There's a massive cultural shift occurring in the United States. The Supreme Court may not make sweeping judgments and we may or may not end up with a Constitutional Amendment protecting same-sex marriage but in the court of public opinion, the case has been tried and won. More than half the population supports gay marriage and families. The American Academy of Pediatrics affirms that children of gay parents are healthy and happy; where once physicians thought homosexuality a pathology. So am I selfish to wonder when will abortion and women's rights to reproductive self-determination be a cultural norm?

I wholeheartedly stand with gay Americans in this movement. I hope the Supreme Court rules in favor of gay marriage and that financial equality for gay families can be achieved. I support unequivocally the sexual and reproductive rights of all people. But when will it be our turn? On the same day the Supreme Court heard the California Prop 8 arguments, North Dakota was making headlines in an attempt to strip the women of that state of their right to abortion by forcing closure of the only clinic there. On the same day when the current California Attorney General (the first female to hold the office, by the way) said confidently that Prop 8 would lose in a statewide vote now because this was a matter of human rights, state legislators around the nation were proposing personhood bills -- declaring effectively that women's bodies are just vessels and certainly not their own.
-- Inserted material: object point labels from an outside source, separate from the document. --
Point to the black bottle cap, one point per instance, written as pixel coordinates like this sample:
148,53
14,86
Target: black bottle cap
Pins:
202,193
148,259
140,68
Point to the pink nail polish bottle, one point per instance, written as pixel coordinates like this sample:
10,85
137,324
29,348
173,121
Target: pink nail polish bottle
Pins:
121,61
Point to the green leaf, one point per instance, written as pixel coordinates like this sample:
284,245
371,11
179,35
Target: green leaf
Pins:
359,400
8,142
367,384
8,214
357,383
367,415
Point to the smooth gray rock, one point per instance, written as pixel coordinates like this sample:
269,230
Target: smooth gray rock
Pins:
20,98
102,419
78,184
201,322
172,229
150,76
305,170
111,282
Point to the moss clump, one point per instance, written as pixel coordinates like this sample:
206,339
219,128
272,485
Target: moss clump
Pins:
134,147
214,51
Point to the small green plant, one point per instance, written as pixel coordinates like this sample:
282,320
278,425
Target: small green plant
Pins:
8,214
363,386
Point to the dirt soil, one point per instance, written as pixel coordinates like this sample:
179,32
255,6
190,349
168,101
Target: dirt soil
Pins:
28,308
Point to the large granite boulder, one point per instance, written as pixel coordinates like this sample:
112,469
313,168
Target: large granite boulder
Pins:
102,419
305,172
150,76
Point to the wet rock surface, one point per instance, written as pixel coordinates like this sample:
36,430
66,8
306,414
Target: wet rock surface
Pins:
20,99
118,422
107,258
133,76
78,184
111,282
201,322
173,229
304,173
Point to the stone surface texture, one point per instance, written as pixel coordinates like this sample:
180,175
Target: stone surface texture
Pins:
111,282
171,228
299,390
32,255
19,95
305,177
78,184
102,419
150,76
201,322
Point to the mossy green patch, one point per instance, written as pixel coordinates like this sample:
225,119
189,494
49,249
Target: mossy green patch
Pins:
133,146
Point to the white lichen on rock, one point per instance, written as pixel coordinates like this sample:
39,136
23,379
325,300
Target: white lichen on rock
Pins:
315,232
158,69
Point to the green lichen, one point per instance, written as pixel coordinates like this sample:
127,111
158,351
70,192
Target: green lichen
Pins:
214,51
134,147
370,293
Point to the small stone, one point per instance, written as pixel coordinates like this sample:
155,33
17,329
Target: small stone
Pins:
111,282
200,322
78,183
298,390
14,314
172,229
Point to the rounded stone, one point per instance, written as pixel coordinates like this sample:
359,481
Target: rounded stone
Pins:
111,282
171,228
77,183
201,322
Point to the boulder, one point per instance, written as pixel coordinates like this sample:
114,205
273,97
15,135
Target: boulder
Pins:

Will I see a day, as gay rights activists have, when both political parties make the strategic calculus that opposing reproductive rights will only alienate voters? Politicians are now publicly supporting gay marriage because of personal reasons, perhaps a dear family member or friend is gay. Don't most politicians also have women in their families? Half of American women have an unintended pregnancy at some point and one-third of them choose to terminate the pregnancy; does no politician know any of these women? Will my daughter see the day when abortion is not a political lightening rod, but rather a medical procedure that she can decide upon based on a constellation of variables in her life that only she can assess?

I don't think I'm asking for too much. After all, women make up more than half of the U.S. population and one in three American women will have an abortion in her lifetime. Around the world, particularly in developing countries, millions of women are injured and tens of thousands die because they have few safe options to end an unintended pregnancy and resort to clandestine procedures. They are stigmatized for seeking abortion, shunned in their communities, and in some countries, even arrested. This is happening now; it's not a thing of the past. Young girls are forced to marry and have children while they're still children. Here, many state lawmakers believe the decision to parent or not should be held by the state -- not a woman.
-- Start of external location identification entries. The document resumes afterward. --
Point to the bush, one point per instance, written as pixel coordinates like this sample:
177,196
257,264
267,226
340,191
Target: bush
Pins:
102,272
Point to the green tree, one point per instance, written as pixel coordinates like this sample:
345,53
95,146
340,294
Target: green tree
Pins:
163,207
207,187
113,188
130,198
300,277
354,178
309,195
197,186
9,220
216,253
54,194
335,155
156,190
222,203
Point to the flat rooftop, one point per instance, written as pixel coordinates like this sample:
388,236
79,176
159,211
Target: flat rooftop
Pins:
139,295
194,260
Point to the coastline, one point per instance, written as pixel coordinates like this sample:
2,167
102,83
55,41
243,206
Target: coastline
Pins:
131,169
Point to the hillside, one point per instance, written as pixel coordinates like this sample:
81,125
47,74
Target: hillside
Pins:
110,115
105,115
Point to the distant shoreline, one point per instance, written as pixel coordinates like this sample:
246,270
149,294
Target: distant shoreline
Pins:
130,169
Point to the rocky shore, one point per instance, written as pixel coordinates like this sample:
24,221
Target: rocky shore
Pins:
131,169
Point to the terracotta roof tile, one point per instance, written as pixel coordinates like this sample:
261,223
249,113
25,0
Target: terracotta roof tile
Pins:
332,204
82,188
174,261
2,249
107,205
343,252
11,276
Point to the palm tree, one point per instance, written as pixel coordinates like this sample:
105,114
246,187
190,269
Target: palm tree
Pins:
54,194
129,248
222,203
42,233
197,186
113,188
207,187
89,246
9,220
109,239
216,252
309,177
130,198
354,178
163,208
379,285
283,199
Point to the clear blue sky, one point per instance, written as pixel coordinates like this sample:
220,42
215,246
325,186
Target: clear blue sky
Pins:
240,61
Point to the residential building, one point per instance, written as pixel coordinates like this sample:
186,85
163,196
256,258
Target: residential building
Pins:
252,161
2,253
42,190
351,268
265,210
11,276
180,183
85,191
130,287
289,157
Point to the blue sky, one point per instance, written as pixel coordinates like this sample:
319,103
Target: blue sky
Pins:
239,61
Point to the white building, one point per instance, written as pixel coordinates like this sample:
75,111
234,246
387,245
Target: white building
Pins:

All rational public health and human rights arguments are on the side of those who support access to safe, legal abortion. Human rights advances aren't a zero-sum game either; we could make gains for gay couples and for women. One movement doesn't hurt the other. And yet abortion remains a political lynchpin -- here in the United States and in many places around the world.
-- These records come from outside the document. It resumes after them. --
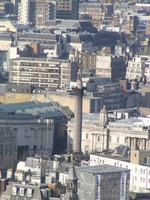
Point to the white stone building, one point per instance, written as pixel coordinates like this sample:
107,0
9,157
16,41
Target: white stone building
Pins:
139,174
98,134
30,128
135,69
25,11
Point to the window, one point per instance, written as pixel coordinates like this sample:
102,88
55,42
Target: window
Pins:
117,139
22,192
14,191
87,136
29,192
135,155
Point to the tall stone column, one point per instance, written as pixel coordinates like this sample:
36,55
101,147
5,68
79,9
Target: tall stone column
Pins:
129,142
79,89
134,143
144,143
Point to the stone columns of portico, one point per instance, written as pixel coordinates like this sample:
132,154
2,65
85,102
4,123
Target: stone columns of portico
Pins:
129,142
134,143
144,143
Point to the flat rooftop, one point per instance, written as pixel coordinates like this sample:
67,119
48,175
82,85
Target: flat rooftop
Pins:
103,169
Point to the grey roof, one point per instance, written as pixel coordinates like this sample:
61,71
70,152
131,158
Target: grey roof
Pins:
19,26
72,173
36,191
103,169
5,36
32,110
38,36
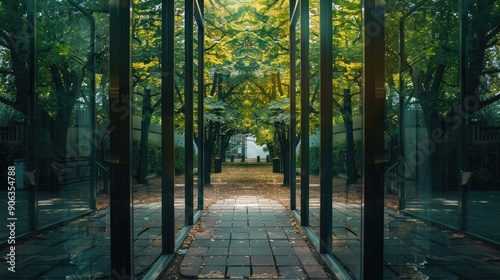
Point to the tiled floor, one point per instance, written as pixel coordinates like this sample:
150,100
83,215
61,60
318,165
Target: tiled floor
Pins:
249,237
Let me be clear: I am thrilled that we've come to this juncture in our history -- where gay rights are defined as human rights. I see these victories as my own victories too. The right to love and marry who you want, to have children and raise a family (or not) when you want are shared goals. But I can't help it; I still wonder when will women get their turn? When will women's rights really be human rights? More to the point, when will abortion rights really be human rights?